In allen meinen Taten
Paul Flemming
Ein Lied, das vom Urvertrauen auf den Gott spricht, „der alles kann und hat“. Man könnte meinen, hier hat jemand keine Ahnung von den dunklen Seiten des Lebens und den rätselhaften Seiten Gottes. Doch der Dichter Paul Flemming, am 9. Oktober 1609 in Hartenstein im sächsischen Erzgebirge geboren, hat dieses Lied mitten in den Wirren des 30-jährigen Krieges gedichtet.

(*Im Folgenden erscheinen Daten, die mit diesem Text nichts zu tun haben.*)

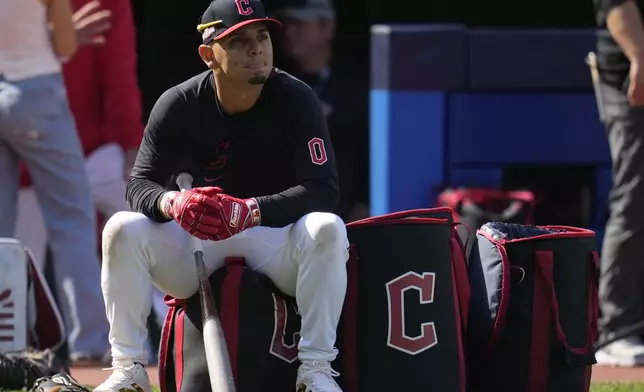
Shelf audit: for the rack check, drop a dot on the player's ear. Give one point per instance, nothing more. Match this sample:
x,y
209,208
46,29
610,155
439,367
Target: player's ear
x,y
207,56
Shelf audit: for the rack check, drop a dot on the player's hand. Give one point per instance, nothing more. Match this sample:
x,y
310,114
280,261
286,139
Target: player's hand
x,y
196,211
237,215
91,24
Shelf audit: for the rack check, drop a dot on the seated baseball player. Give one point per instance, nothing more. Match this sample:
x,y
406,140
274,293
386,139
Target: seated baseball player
x,y
255,141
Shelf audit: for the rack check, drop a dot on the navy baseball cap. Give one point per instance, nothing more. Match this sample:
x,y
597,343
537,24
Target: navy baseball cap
x,y
222,17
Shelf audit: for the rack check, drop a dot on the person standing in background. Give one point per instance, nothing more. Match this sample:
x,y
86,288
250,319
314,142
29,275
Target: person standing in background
x,y
105,100
307,45
37,127
620,92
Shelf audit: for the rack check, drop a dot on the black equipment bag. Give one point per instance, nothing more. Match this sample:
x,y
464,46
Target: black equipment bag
x,y
405,313
534,309
474,207
261,326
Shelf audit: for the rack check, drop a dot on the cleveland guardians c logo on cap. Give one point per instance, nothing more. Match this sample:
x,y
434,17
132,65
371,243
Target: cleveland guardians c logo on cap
x,y
243,7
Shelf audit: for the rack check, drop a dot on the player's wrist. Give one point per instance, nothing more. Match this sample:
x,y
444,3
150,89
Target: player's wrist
x,y
166,202
254,212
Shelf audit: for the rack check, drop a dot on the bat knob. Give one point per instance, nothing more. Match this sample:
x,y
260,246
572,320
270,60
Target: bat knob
x,y
184,181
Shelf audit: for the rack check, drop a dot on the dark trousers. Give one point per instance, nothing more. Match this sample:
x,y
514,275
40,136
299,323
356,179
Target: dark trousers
x,y
622,259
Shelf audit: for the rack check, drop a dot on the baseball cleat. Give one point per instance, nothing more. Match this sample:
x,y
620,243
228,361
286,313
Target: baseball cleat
x,y
132,378
316,376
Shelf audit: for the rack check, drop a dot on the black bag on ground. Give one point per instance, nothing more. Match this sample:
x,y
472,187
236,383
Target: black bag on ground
x,y
261,326
533,311
404,317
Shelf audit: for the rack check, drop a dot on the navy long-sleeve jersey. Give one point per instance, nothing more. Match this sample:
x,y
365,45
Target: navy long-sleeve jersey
x,y
279,151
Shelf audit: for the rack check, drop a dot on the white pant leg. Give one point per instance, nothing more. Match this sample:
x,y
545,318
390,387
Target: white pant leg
x,y
308,257
159,307
105,171
30,226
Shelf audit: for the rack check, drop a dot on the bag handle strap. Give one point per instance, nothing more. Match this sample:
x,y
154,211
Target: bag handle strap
x,y
513,209
545,264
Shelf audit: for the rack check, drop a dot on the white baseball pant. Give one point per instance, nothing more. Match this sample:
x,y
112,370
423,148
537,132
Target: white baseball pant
x,y
306,260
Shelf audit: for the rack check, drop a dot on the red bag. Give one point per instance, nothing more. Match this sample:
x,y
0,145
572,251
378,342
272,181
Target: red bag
x,y
406,276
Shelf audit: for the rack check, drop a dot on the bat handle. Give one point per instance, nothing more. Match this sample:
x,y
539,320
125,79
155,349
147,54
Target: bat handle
x,y
184,181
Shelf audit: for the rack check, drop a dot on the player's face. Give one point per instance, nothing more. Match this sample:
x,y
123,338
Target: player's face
x,y
245,55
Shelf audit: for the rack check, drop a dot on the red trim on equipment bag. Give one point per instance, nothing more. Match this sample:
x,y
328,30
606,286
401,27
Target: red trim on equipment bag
x,y
163,351
230,308
350,324
541,324
505,292
461,292
545,262
178,352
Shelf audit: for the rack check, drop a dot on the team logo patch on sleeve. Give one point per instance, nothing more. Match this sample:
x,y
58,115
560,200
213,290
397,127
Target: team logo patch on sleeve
x,y
317,151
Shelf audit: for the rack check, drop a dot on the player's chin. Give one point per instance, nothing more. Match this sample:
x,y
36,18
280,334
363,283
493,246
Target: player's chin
x,y
258,77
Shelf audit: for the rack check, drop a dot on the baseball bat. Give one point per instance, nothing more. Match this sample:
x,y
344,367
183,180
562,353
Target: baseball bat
x,y
214,341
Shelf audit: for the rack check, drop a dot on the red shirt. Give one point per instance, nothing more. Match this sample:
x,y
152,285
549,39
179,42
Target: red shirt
x,y
102,85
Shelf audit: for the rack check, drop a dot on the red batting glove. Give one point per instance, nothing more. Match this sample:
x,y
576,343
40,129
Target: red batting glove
x,y
196,211
237,215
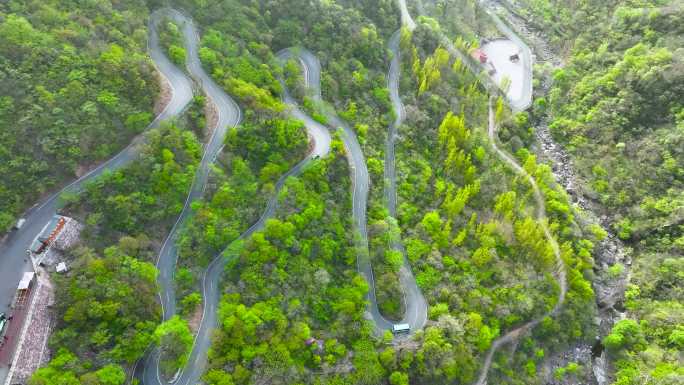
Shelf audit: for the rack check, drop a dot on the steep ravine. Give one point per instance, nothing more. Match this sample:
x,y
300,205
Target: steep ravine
x,y
609,290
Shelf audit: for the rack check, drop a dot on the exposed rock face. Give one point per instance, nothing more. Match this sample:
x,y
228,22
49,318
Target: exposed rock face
x,y
609,287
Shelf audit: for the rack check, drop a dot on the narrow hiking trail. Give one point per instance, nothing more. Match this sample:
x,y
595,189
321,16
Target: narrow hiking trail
x,y
493,89
543,221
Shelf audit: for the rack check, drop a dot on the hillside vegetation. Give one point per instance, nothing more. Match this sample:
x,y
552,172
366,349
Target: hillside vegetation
x,y
76,85
618,107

Im dritten Kriegsjahr musste er das elterliche Pfarrhaus nach dem frühen Tod der Mutter verlassen, seine Schulbildung erhielt er als Internatsschüler in Leipzig. Das Studium der Medizin wurde mehrfach unterbrochen, da Leipzig wiederholt belagert und umkämpft war und zudem auch noch die Pest ausbrach.
1633 versuchte Paul Flemming, den Kriegswirren zu entgehen, indem er sich einer fürstlichen Gesandtschaftsreise anschloss. Es sollte aus Sachsen nach Riga, Moskau und Nowgorod gehen, weiter auf der Wolga nach Astrachan am Kaspischen Meer, nach Isfahan im heutigen Iran, zurück durch Dagestan, wieder die Wolga hinauf bis Reval. Ein schwieriges Unternehmen noch heute. Wenige Tage vor Reisebeginn dichtete Flemming sein Lied.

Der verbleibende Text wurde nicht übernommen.